Sports Minister Caral Ni Chuilin is among those who do not support the creation of a separate body.

The Sinn Fein minister has repeatedly rejected calls by the Sandy Row club, and various unionist politicians, that clubs not affiliated to the IABA should be funded by Sport NI.

Ms Ni Chuilin welcomed the independent report into boxing in the Province, and said it was important to “acknowledge the good work which goes on throughout the sport” of boxing.

She said the investigation into Sandy Row’s complaints dealt with “a small minority of cases, based on factors which originate outside the sport, and usually prompted by those with no interest in boxing”.

Ms Ni Chuilin also said at the time: “We are disappointed with the allegations made against the IABA. We are conducting a thorough investigation into them – when the investigations are complete we are open to holding discussions with the Sandy Row Boxing Club in order to resolve any grievances they may have and to reach a common solution which is mutually beneficial to all clubs attached to the IABA.”

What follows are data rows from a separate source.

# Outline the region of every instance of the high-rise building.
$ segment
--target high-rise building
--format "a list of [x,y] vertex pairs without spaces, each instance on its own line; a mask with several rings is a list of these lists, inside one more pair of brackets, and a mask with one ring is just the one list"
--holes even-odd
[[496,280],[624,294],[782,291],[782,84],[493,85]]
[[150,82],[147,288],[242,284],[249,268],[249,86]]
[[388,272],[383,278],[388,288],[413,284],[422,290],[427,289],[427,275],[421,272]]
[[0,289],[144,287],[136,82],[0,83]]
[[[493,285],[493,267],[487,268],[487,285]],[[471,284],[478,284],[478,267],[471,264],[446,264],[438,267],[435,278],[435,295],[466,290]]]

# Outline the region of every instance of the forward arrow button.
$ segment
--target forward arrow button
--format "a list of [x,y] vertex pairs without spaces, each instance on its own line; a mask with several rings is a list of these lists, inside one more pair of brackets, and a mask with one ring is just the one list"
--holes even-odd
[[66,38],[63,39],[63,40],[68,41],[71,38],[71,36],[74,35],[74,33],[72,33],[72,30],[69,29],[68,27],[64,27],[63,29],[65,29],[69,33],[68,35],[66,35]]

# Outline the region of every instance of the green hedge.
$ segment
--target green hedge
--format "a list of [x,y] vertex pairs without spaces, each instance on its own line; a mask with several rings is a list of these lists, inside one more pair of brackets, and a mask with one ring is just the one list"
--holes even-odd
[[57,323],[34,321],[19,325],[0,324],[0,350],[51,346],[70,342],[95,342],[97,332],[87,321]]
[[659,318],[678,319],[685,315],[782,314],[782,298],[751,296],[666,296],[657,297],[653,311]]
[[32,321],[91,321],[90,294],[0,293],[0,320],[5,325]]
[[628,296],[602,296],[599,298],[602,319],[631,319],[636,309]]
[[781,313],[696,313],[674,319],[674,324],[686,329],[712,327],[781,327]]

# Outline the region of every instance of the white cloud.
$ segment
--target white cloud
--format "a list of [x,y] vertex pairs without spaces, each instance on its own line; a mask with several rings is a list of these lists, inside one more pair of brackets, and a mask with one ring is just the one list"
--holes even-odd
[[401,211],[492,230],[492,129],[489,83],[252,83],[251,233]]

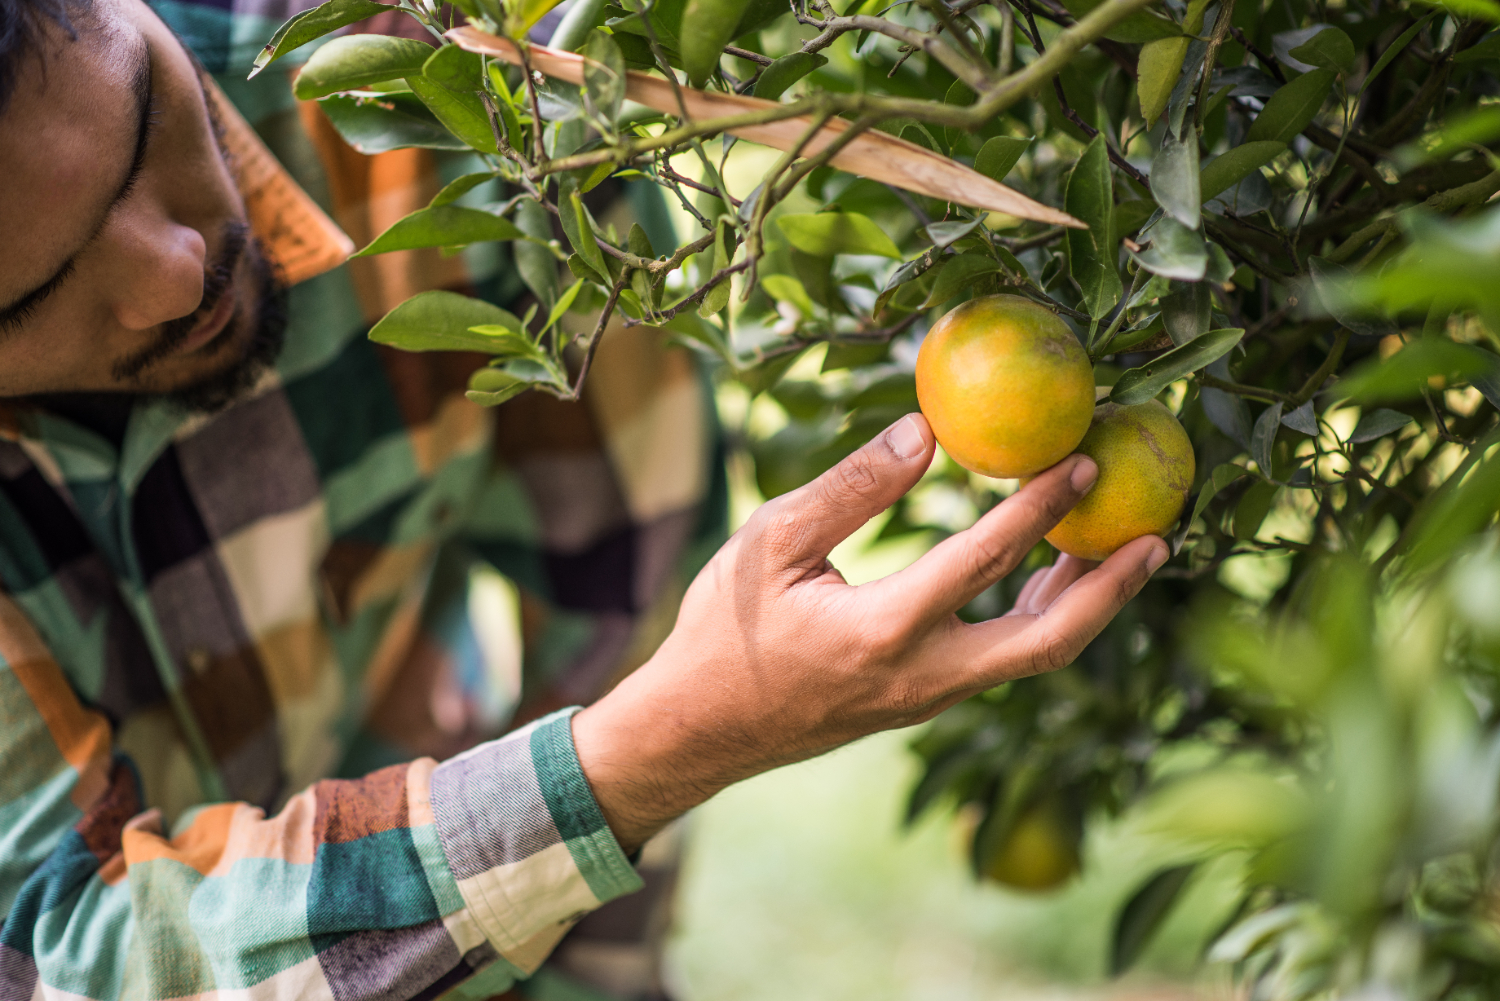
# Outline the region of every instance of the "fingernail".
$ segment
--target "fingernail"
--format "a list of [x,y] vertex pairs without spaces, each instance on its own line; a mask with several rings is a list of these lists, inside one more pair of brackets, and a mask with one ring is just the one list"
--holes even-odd
[[903,417],[885,433],[885,443],[891,446],[898,459],[910,459],[927,450],[927,439],[922,429],[910,417]]
[[1167,562],[1167,557],[1172,555],[1167,552],[1164,545],[1152,546],[1151,551],[1146,554],[1146,572],[1156,573],[1158,567]]
[[1073,484],[1073,489],[1081,494],[1088,493],[1089,488],[1098,478],[1099,467],[1088,456],[1079,459],[1078,465],[1074,466],[1073,471],[1068,474],[1068,482]]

Following Thursday’s meeting with the local boxing clubs’ representatives, Sport NI said it would consider a new document presented by the delegation “in the coming days”.

A Sport NI spokeswoman said: “A number of items were discussed, including the process for a body to become formally recognised as a Governing Body of Sport, and SNI’s commitment to ensuring that athletes can express their Britishness or Irishness and represent their country (Great Britain or Ireland) in their sport, as detailed within the Belfast/Good Friday Agreement.

“SNI recognises the meeting was constructive in clarifying the complexity of sport in a Northern Ireland context and we look forward to a resolution which recognises the rights of all in Northern Ireland.”